Stepwise regression, the technique that attempts to select a smaller subset of variables from a larger set by at each step choosing the ‘best’ or dropping the ‘worst’ was developed back in the late 1950’s by applied statisticians in the petroleum and automotive industries. With an ancestry like this, there’s no wonder that it is often regarded as the statistical version of the early 60’s Chev Corvair, at best only ‘driveable’ by expert careful users, or in Ralph Nader’s immortal words and title of his 1966 book ‘Unsafe at Any Speed’.
Well maybe. But if used with cross-validation and good sense, it’s an old-tech standby to later model ‘lasso’ and ‘elastic net’ techniques. However, there’s an easy way for a bit of a softshoe shuffle of the old stepwise routine. See how well (preferably on a fresh set of data) forward entry with just one or, maybe two, or at most three variables do, compared with larger models. (SAS and SPSS allow the number of steps to be specified).
Of if you’d like to do some slightly fancier steps it in twotone spats, try a best subset regression (available in SAS, and SPSS through automatic linear, and Minitab and R etc), of all one variable combinations, two variables, three variables.

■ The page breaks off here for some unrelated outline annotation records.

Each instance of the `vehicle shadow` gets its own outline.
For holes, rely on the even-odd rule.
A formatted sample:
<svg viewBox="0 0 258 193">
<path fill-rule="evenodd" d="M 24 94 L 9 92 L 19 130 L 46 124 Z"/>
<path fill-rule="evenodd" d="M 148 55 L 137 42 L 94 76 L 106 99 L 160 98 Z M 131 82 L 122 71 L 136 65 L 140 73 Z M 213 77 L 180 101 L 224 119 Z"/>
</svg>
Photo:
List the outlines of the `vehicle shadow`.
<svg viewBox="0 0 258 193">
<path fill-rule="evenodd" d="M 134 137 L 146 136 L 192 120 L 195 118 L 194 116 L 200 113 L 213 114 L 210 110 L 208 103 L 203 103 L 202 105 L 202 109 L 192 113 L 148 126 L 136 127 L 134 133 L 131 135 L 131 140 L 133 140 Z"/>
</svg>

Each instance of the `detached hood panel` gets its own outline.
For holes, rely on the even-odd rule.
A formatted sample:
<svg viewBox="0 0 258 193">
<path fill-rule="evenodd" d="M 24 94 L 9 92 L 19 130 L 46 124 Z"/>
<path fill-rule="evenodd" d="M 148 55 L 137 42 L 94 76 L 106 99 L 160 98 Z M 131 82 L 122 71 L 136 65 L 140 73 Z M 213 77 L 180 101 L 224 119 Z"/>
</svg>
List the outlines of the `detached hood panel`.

The inspiration for this is partly from Gerd Gigerenzer’s ‘take the best’ heuristic, taking the best cue or clue often beats more complex techniques including multiple regression etc. ‘Take the best’ is described in Prof Gigerenzer’s great new general book Risk Savvy: How to Make Good Decisions (Penguin, 2014) http://www.penguin.co.uk/nf/Book/BookDisplay/0,,9781846144745,00.html as well as his earlier academic books such as Simple Heuristics That Make Us Smart (Oxford University Press, 1999)
See if a good little model can do as well as a good (or bad) big ‘un!.
Further Future Reading
Draper NR, Smith H (1966) Applied regression analysis (and later editions). Wiley: New York.